The present invention relates generally to an apparatus for inverting electrical power and, in particular, to an inverter apparatus and method for the low-noise operation of an electrical machine.
Most of the electrical machines fed by a pulse inverter operate with switching frequencies which lie in the most sensitive range of human hearing (2 kilohertz to 10 kilohertz). A frequently used control principle is the subharmonic method at constant carrier frequency. The frequency spectrum produced by this method however displays individual harmonics with high amplitudes, which harmonics produce an unpleasant noise. The usually used triangular carrier signal for the determination of the switching instants of the inverter has a constant frequency.
A method for the low-noise operation of an electrical machine fed by a pulse inverter, the pulse width modulator (PWM) of which operates by the subharmonic method, is shown in the German patent document DE-OS 39 12 706. The frequency of the carrier signal for the production of the pulse width modulated control pulses for the inverter is not preset as a certain value which is constant in the stationary state, but is varied constantly within a preset frequency band and independently of the operational state of the machine. This frequency spectrum of the inverter output voltages then does not consist of individual spectral lines, but is distributed over the entire frequency band.

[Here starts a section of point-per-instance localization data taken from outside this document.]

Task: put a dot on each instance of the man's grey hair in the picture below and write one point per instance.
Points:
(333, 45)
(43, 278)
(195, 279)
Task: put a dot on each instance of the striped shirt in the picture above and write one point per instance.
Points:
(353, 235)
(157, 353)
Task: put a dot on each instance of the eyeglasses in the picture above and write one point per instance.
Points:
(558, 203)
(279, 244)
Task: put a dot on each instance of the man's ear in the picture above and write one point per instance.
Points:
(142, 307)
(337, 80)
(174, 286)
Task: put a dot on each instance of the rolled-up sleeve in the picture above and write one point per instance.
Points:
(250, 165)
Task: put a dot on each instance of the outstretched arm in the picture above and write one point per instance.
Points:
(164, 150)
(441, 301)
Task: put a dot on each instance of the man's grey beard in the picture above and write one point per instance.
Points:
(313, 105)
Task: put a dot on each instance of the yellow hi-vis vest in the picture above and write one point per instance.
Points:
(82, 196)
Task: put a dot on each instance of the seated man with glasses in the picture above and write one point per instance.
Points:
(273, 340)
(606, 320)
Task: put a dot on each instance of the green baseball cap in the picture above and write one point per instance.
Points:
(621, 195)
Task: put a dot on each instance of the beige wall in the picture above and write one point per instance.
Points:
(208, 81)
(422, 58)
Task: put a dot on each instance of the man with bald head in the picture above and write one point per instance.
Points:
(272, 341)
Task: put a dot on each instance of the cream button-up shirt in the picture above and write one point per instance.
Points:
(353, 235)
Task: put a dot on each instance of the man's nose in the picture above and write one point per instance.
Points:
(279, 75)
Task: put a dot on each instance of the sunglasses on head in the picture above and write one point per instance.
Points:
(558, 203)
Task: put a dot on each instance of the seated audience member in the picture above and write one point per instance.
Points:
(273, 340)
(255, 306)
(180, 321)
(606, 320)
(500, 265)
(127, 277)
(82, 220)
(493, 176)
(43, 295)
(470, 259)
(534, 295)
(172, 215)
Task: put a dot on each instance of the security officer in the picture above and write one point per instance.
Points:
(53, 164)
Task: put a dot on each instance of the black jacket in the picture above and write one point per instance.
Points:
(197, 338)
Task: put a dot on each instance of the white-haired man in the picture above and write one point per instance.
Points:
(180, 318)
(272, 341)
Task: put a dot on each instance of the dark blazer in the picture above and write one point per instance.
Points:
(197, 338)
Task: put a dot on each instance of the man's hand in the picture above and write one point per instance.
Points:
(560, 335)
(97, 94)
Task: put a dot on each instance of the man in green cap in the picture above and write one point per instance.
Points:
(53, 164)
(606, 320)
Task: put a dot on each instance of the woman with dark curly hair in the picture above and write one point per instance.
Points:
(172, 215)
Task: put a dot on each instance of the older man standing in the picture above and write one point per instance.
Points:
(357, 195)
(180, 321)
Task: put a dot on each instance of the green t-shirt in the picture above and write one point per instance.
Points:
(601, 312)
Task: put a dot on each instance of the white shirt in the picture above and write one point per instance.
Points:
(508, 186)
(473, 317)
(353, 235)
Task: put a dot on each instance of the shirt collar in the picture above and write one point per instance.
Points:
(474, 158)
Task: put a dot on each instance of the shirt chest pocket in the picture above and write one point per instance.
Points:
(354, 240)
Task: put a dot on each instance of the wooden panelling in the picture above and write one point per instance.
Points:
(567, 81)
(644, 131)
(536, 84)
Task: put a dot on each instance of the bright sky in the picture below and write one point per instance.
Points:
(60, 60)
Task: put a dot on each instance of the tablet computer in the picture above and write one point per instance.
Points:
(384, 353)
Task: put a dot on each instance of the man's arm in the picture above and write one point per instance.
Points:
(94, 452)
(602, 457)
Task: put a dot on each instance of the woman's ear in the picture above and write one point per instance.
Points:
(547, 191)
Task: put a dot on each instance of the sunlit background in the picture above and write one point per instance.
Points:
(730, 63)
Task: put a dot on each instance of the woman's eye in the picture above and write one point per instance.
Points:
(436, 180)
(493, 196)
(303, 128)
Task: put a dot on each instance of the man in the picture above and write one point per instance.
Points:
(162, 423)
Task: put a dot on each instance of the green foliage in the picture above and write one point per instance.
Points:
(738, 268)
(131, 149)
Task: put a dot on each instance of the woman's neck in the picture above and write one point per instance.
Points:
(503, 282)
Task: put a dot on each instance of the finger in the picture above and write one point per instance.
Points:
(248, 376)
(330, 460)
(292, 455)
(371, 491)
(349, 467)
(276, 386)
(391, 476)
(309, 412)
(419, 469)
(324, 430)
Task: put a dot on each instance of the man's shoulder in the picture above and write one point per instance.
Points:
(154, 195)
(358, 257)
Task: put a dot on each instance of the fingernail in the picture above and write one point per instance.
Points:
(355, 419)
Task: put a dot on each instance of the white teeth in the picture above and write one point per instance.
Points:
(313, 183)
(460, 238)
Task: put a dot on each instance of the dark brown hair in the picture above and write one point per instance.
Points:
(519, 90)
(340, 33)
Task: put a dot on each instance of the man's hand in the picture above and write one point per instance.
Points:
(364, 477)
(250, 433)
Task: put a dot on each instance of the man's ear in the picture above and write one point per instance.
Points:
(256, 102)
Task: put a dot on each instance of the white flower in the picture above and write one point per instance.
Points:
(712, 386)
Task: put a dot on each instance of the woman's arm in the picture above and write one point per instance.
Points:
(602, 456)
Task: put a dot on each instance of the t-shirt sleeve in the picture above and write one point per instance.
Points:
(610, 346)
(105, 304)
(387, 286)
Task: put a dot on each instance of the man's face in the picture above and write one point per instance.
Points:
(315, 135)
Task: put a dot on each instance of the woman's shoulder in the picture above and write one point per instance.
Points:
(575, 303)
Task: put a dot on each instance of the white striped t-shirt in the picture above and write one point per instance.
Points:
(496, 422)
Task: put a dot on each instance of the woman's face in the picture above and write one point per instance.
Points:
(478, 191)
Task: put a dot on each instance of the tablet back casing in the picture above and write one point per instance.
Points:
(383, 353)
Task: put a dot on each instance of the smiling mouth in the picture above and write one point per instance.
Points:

In the aforedescribed method, which operates with pulse width modulation (PWM), the pulse frequency is varied also. A generator supplies a statically determined control signal (for example, having a Gaussian distribution) for the carrier signal frequency. The mean value and the bandwidth are preset for this frequency. The generator is a random generator or a digital generator for the production of pseudorandom numbers. In this case, the frequency spectrum is influenced only in random manner in a certain range. Because of the random modulation principle, an exact determination of the frequency spectrum is not possible. Moreover, harmonics, which excite mechanical resonances in the stator, can be eliminated only in some conditions or can be reduced permanently so that they no longer exert any disturbing effect.